European regulator widens probe into $6.4-bn UPS-TNT deal
21 Jul 2012
The European antitrust regulator has broadened its investigation into United Parcel Service's (UPS) €5.2-billion ($6.4 billion) proposed takeover of its Dutch rival TNT Express, on concerns that the merged company would corner a large market share in Europe.
After the European Commission (EC) launched a preliminary review last month, UPS yesterday said it expects the regulator to start a Phase II investigation into the deal.
The Atlanta-based company said that it does expect the deal to be completed by the end of the initial offer period, and will extend the offer period beyond 31 August 2012.
In March, UPS, the world's largest package delivery and logistics company offered to buy TNT Express, after raising its bid for €10 per share or $6.4 billion, raising it to $6.85 billion (See: UPS to acquire European rival TNT Express for $6.85 billion).

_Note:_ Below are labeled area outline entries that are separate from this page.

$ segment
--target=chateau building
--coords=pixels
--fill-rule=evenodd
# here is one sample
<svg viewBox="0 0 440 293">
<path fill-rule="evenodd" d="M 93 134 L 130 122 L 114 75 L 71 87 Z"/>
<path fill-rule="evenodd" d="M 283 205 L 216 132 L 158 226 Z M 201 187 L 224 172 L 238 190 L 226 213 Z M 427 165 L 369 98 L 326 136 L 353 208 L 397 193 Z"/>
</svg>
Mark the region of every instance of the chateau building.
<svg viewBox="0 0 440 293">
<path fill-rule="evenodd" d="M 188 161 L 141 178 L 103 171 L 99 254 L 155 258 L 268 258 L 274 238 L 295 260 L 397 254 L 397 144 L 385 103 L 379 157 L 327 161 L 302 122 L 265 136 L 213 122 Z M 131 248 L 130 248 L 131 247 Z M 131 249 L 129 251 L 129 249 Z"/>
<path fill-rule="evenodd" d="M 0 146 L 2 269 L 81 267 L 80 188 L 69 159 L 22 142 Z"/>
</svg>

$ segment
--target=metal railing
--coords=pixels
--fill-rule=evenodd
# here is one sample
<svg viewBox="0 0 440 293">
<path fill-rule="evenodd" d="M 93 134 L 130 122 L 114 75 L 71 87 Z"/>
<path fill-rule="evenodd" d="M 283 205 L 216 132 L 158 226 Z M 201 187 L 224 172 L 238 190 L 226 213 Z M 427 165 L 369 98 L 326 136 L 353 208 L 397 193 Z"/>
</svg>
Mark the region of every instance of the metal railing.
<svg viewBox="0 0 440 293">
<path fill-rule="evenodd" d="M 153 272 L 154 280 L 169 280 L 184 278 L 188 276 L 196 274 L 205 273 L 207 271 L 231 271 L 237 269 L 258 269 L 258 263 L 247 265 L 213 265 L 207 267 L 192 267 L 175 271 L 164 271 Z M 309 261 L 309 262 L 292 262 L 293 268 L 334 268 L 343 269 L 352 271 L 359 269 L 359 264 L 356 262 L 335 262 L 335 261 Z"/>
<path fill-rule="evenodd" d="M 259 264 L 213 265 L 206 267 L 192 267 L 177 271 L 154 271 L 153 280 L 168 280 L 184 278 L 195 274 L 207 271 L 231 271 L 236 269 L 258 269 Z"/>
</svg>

The potential acquisition would be UPS's largest in its 105-year history after it purchased Overnite Corp in 2005 for $1.2 billion.

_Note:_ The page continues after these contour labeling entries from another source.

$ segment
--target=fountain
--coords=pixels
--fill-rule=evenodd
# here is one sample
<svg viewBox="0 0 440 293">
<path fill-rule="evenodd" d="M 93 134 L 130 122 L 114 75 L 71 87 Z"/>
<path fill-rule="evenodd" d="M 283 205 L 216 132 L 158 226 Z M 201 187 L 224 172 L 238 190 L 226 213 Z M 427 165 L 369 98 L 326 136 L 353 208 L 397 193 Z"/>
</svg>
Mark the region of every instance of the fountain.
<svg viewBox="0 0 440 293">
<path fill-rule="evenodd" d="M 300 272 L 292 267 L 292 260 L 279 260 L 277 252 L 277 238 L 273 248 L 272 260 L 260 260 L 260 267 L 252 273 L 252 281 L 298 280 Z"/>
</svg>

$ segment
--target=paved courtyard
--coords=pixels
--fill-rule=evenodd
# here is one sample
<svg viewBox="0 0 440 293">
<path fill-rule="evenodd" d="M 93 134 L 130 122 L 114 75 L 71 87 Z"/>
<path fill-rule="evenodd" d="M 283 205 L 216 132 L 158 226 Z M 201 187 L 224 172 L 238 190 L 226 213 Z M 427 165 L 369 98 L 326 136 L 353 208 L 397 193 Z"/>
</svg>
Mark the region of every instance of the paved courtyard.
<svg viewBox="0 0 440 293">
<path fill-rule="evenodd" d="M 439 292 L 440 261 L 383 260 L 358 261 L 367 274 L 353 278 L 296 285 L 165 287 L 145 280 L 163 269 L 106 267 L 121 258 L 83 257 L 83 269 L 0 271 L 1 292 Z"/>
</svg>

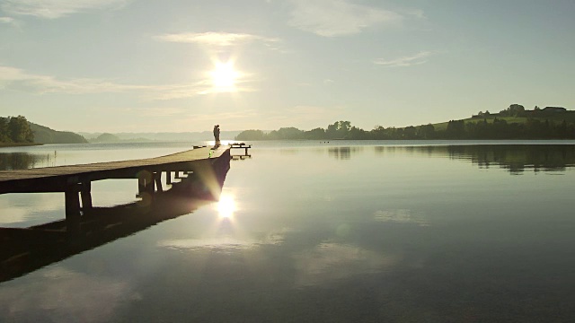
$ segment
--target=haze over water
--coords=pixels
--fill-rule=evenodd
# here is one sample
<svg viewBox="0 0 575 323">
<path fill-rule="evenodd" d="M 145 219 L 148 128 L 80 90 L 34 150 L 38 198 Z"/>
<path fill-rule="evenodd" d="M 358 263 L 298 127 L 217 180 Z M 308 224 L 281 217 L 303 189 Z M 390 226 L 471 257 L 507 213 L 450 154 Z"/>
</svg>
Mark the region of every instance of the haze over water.
<svg viewBox="0 0 575 323">
<path fill-rule="evenodd" d="M 220 203 L 0 283 L 0 320 L 569 321 L 575 142 L 495 144 L 254 143 Z M 45 145 L 0 161 L 188 147 Z M 137 184 L 93 188 L 94 205 L 113 205 Z M 28 227 L 62 219 L 64 196 L 2 195 L 0 209 L 1 227 Z"/>
</svg>

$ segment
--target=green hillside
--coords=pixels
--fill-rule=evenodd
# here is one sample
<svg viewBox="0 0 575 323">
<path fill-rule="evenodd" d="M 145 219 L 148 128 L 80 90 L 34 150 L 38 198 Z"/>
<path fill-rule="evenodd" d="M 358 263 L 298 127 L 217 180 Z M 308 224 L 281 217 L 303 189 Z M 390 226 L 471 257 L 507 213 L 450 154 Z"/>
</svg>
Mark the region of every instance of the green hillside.
<svg viewBox="0 0 575 323">
<path fill-rule="evenodd" d="M 520 124 L 525 125 L 528 120 L 538 120 L 540 122 L 552 122 L 562 123 L 563 120 L 567 124 L 575 124 L 575 111 L 565 110 L 563 112 L 544 112 L 544 110 L 525 110 L 524 113 L 520 113 L 516 116 L 509 116 L 506 113 L 490 113 L 482 114 L 481 116 L 475 115 L 472 118 L 464 118 L 463 121 L 464 124 L 477 123 L 487 121 L 487 123 L 492 124 L 495 120 L 505 121 L 508 124 Z M 440 122 L 433 124 L 436 131 L 442 131 L 447 128 L 448 122 Z"/>
<path fill-rule="evenodd" d="M 48 127 L 30 123 L 34 133 L 34 143 L 39 144 L 87 144 L 82 135 L 69 131 L 56 131 Z"/>
</svg>

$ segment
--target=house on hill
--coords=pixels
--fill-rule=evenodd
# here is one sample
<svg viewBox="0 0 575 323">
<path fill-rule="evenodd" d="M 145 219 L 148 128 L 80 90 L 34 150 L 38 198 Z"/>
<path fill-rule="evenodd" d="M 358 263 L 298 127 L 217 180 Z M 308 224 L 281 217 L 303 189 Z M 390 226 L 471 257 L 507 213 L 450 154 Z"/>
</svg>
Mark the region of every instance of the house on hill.
<svg viewBox="0 0 575 323">
<path fill-rule="evenodd" d="M 562 107 L 545 107 L 543 110 L 545 112 L 566 112 L 567 109 Z"/>
</svg>

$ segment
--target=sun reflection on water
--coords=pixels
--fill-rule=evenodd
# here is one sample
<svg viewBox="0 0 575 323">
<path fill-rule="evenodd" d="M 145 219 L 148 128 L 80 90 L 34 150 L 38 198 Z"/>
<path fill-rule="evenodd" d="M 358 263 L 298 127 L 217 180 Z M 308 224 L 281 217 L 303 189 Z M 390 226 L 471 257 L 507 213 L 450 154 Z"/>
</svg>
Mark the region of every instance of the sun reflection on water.
<svg viewBox="0 0 575 323">
<path fill-rule="evenodd" d="M 217 213 L 221 219 L 230 219 L 235 212 L 235 201 L 230 195 L 222 195 L 217 202 Z"/>
</svg>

Buying the Hoofddorp, Netherlands-based company, will give UPS a stronghold in Europe, China, Russia, Brazil and India, most of which have high growth potential. It would put UPS on par with Europe's market leader DHL- a unit of Germany's Deutsche Post AG.

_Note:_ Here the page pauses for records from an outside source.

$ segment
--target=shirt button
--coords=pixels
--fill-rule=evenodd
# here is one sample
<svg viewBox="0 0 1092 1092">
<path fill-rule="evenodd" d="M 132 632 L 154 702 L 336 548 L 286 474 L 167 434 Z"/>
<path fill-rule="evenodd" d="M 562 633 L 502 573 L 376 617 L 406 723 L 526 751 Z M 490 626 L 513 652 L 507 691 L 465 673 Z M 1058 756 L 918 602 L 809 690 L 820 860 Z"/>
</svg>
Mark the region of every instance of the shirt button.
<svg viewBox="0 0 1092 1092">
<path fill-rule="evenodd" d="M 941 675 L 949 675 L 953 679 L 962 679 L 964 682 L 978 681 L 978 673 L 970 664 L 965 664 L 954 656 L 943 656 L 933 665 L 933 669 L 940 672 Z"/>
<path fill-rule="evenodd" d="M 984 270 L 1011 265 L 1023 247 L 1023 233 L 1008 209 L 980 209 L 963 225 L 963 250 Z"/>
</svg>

TNT Express holds an 18-per cent market share in Europe, while UPS holds 10 per cent, bring the combined stake to 28 per cent - more than DHL's 15-per cent.
Deutsche Post has already said that the deal would create a powerhouse in Europe's small package delivery sector's limited market, mainly in the UK.
"The small package delivery sector is of strategic importance for various other industries in Europe," said Joaquín Almunia, the EC's vice president in charge of competition policy.